A professor emiratus from Bearsden is one of three British-born scientists to be awarded this year’s Nobel Prize in Physics for discoveries about strange forms of matter.
David Thouless, who was born in Bearsden but is now professor emeritus at the University of Washington (UW), will share the 8m kronor (£727,000) prize with Duncan Haldane and Michael Kosterlitz.
Half the prize goes to Thouless while Haldane and Kosterlitz divide the remaining half. Thouless is the University of Washington’s seventh Nobel laureate, and second in physics after Hans Dehmelt in 1989.
Their work could result in improved materials for electronics and is already being used to achieve super-fast computing.
UW President Ana Mari Cauce, said: “Professor Thouless’ work is a perfect example of why curiosity-driven basic science is so vital.
“Not only did his discoveries open up entirely new fields of research, but they have also had implications for the electronic devices that power our world today and those that may do so in the future — everything from advanced superconductors to quantum computers to other applications we can hardly imagine.
“We are tremendously proud of this recognition of the seminal importance of his work.”

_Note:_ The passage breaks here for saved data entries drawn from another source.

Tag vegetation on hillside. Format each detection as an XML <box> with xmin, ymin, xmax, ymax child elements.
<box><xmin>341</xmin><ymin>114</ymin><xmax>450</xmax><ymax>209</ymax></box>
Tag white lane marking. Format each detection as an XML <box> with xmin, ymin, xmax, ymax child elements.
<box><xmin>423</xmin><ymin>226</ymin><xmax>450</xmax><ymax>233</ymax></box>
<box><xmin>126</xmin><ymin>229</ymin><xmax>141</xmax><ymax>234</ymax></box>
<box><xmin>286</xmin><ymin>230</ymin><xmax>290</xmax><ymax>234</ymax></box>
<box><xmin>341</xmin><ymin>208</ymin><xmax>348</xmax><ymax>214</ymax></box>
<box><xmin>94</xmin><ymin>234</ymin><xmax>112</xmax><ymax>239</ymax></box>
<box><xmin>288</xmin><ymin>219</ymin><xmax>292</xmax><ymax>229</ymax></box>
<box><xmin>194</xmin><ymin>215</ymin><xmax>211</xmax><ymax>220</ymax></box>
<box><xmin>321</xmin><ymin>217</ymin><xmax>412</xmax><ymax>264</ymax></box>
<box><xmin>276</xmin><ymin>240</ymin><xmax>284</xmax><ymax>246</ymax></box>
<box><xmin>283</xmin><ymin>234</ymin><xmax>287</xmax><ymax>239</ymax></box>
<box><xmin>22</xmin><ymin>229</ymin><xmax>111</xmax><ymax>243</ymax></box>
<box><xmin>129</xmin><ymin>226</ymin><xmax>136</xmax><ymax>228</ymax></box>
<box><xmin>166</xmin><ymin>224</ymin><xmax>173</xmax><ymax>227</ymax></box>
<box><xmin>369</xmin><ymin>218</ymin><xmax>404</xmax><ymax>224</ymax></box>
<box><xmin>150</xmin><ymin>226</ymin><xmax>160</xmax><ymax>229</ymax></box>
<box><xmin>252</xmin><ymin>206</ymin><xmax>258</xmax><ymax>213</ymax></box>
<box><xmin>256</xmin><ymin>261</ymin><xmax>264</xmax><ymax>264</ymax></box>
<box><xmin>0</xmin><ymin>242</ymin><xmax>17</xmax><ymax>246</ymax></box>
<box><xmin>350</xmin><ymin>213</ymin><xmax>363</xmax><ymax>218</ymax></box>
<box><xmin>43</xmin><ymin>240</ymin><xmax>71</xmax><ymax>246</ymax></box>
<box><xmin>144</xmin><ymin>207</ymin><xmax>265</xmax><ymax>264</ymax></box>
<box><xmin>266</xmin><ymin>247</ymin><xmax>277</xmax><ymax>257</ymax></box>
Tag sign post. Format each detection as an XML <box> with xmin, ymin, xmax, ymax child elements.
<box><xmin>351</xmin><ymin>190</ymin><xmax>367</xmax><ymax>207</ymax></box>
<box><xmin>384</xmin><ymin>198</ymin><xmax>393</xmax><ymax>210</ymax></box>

Born in 1934 in Bearsden, Thouless earned his undergraduate degree in 1955 from Cambridge University and a doctorate degree in 1958 from Cornell University, where he studied under physicist and Nobel laureate Hans Bethe.
Thouless was a postdoctoral researcher at the University of California, Berkeley, before returning to the United Kingdom to work with world-renowned physicist Rudolf Peierls at the University of Birmingham.
At Birmingham, where he was a professor of mathematical physics from 1965 to 1978, Thouless began a pivotal collaboration with Kosterlitz which overturned prevailing theories on how matter behaves in flat, two-dimensional environments.
Marcel Den Nijs, a UW professor of physics who has known Thouless for 35 years, said: “It is the foundation for new technologies we are exploring today, using 2-D surfaces using graphene and other ‘new materials’.
“This award was a long time coming. He’s a brilliant scientist and wonderful person.”